I have set to Ask permanently.

4

Another clear example of why the “ask” option is very important for the users.

5

I was able to get ImgBurn to run normally with the sandbox on auto. Yes it got sandboxed, analyzed and terminated the first time, but the analysis window remained open and I was able to choose run normally the next time. ImgBurn was added to the exclusions automatically and from then on opened and functioned perfectly. The sandbox doesn’t have to be set to ask but you do need to let the analysis progress popups to show. Do not turn that function off or the program will open sandboxed, and terminate without you having the option to allow it to run normally the next time. It will then just repeat the same procedure forever.

6

The Avast sandbox is not very smart. It looks like it based on a whitelist not backlist. If something is not digitally signed, it gets sandboxed and even if Avast doesn’t find any malicious code, the default option is still to open in a sandbox. So for people who don’t read the prompts, they will naturally just click next and then subsequently wonder where their program went or why it is not working properly.

From a security perspective this may be prudent, but what really happens is it creates user fatigue to the sandbox prompt b/c programs they use and know are safe are getting sandboxed so when real malware comes along, they run the risk of allowing it through either b/c they set the settings to “ask” or they just allow past the sandbox prompt b/c that what did with prior programs.

7

There is not a whitelist or blacklist.
The criteria is the file behavior and caracteristics.

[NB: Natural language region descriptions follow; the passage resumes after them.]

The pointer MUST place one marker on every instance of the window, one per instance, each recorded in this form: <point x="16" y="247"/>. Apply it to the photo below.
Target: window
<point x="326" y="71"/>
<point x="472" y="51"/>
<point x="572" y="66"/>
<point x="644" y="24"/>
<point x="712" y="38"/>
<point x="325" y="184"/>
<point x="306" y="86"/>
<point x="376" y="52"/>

It is a very wise to consider suspicious an executable not signed imho.

There is no protection common user fault proof. The decision of autosandbox is the better for this kind of user. Advanced, the ones who read the prompts, can take other decision. Common users and common programs (signed) won’t fight with autosandbox decisions that frequently.
Besides, the autosandbox will be improved next 7.x version and it is NOT a HIPS to be a pain to the user with popups.